Pavel Berman: «Paganini è virtuosismo e passione»

PORDENONE. Il virtuosismo e la passione. Potrebbe essere questo il tema del concerto che Pavel Berman, violinista di prestigio internazionale figlio del grande pianista Lazar, terrà domani, alle 20.45, al Verdi di Pordenone. Da solo sul palco, Berman eseguirà i 12 Capricci per violino solo di Paganini, oltre alla Sonata a Paganini di Schnittke, alla Partita n.2 di Bach e la Sonata n.3 Ballade di Ysaÿe. Brani in cui il virtuosismo dell’esecutore e la fitta scrittura musicale paiono aggredire l’ascoltatore.
«È vero – ci dice Berman –, ma non bisogna cadere nel luogo comune». Non è forse vero che le partiture di Paganini sono emblemi del virtuosismo? «Certo, certo. Ma corro il rischio di dire una “nota stonata”, mi lasci passare il termine, sulla figura di Paganini. Cioè: è ovvio che sia stato un genio del violino, ma quello che spesso passa in secondo piano è l’incredibile importanza che la sua figura ha avuto. In altre parole, si può benissimo identificare una linea di demarcazione nella musica tra il “prima” e il “dopo” Paganini. Il suo modo di concepire la musica ha influenzato in modo sostanziale Schumann, Liszt, Rachmaninov, e più recentemente Lutoslawski, Schnittke e Dalla Piccola, per esempio. Ma poi, se si riesce a vedere oltre la superficie virtuosistica, si scoprirà una struttura musicale complessa e passionale. Guardi, quando suono i Capricci di Paganini, è come eseguire un’intera opera italiana. Nel senso che non si tratta di una parafrasi, dell’adattamento per violino di una partitura operistica. Tutt’altro. La sua scrittura, la struttura stessa con cui concepisce la partitura esprimono una ricchezza infinita di passionalità e lirismo. Ogni capriccio ha un suo carattere, una fisionomia con una profondità assolutamente geniale».
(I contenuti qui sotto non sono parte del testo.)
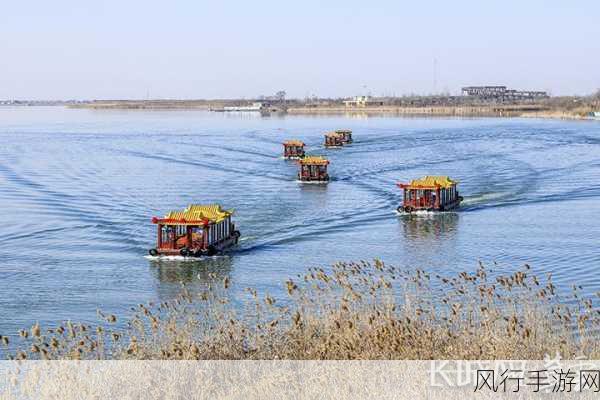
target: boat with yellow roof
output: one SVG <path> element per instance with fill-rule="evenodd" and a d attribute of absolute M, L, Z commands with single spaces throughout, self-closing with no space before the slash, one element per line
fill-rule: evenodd
<path fill-rule="evenodd" d="M 344 145 L 345 136 L 342 133 L 338 133 L 336 131 L 327 132 L 325 134 L 325 141 L 323 145 L 326 148 L 339 148 Z"/>
<path fill-rule="evenodd" d="M 231 221 L 233 210 L 218 204 L 191 204 L 181 211 L 170 211 L 163 218 L 153 217 L 157 226 L 156 247 L 150 256 L 201 257 L 222 253 L 238 243 L 240 232 Z"/>
<path fill-rule="evenodd" d="M 398 183 L 404 190 L 404 199 L 398 212 L 446 211 L 458 208 L 463 200 L 456 185 L 458 181 L 447 176 L 427 175 L 410 183 Z"/>
<path fill-rule="evenodd" d="M 301 140 L 286 140 L 283 142 L 283 157 L 288 160 L 304 158 L 304 142 Z"/>
<path fill-rule="evenodd" d="M 336 129 L 335 133 L 342 137 L 342 143 L 350 144 L 352 140 L 352 131 L 350 129 Z"/>
<path fill-rule="evenodd" d="M 298 161 L 298 179 L 306 183 L 327 183 L 329 160 L 321 156 L 307 156 Z"/>

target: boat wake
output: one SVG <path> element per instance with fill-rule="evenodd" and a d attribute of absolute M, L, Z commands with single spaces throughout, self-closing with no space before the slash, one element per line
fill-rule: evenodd
<path fill-rule="evenodd" d="M 459 209 L 460 210 L 460 209 Z M 405 212 L 405 211 L 398 211 L 398 210 L 394 210 L 394 214 L 396 214 L 399 217 L 402 216 L 406 216 L 406 217 L 410 217 L 410 216 L 418 216 L 418 217 L 428 217 L 428 218 L 432 218 L 435 217 L 436 215 L 448 215 L 448 214 L 457 214 L 459 210 L 450 210 L 450 211 L 427 211 L 427 210 L 417 210 L 417 211 L 413 211 L 413 212 Z"/>
<path fill-rule="evenodd" d="M 461 206 L 468 207 L 473 205 L 479 205 L 484 203 L 490 203 L 494 201 L 499 201 L 502 199 L 509 198 L 513 195 L 513 193 L 508 192 L 492 192 L 492 193 L 484 193 L 475 196 L 465 197 L 461 202 Z"/>
<path fill-rule="evenodd" d="M 303 185 L 327 185 L 329 183 L 329 181 L 301 181 L 299 179 L 296 179 L 295 182 Z"/>
<path fill-rule="evenodd" d="M 144 256 L 146 260 L 153 262 L 173 261 L 173 262 L 202 262 L 207 260 L 218 260 L 229 258 L 228 255 L 202 256 L 202 257 L 184 257 L 184 256 Z"/>

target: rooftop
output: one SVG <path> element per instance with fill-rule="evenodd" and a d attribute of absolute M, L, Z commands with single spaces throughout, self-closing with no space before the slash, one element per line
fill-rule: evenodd
<path fill-rule="evenodd" d="M 304 146 L 304 142 L 301 140 L 286 140 L 285 142 L 283 142 L 284 145 L 286 146 Z"/>
<path fill-rule="evenodd" d="M 219 204 L 190 204 L 181 211 L 169 211 L 164 219 L 172 225 L 186 225 L 190 223 L 221 222 L 233 214 L 233 210 L 223 210 Z"/>
<path fill-rule="evenodd" d="M 450 188 L 453 185 L 456 185 L 458 181 L 452 180 L 445 175 L 427 175 L 420 179 L 413 179 L 406 187 L 412 188 L 434 188 L 434 187 L 442 187 L 442 188 Z"/>
<path fill-rule="evenodd" d="M 329 164 L 329 160 L 323 158 L 321 156 L 308 156 L 304 157 L 302 160 L 298 161 L 300 164 L 311 164 L 311 165 L 327 165 Z"/>

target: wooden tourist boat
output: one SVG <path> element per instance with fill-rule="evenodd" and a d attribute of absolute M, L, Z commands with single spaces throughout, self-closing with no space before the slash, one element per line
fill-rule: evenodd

E fare musica oggi, maestro, che significa? «Ai miei studenti io dico sempre di farla musica solo se sentono di non poter vivere senza, altrimenti è meglio dedicarsi ad altro... Sì, assolutamente, è stato così anche per me, vivevo solo per lo strumento. E poi non è un caso che io esegua la Sonata a Paganini di Schnittke. A Mosca, con la mia famiglia, vivevano nello stesso palazzo. Non posso dire di essergli stato amico, all’epoca, ma lo incontravo spesso, e lo ammiravo già da ragazzino. Poi, quando fui in grado di eseguirne la musica, andai a casa sua a fargliela sentire e ricordo quel momento con grande emozione. È a lui che dedico la mia scelta del repertorio, per l’80º anniversario della nascita che si celebra quest’anno». Berman suona uno Stradivari, e dice: «È uno strumento fantastico! Il Conte De Fontana 1702 che è appartenuto a David Oistrach e mi è stato affidato dalla Fondazione Pro Canale di Milano. Ho un’intesa unica con questo strumento, mi trovo divinamente!»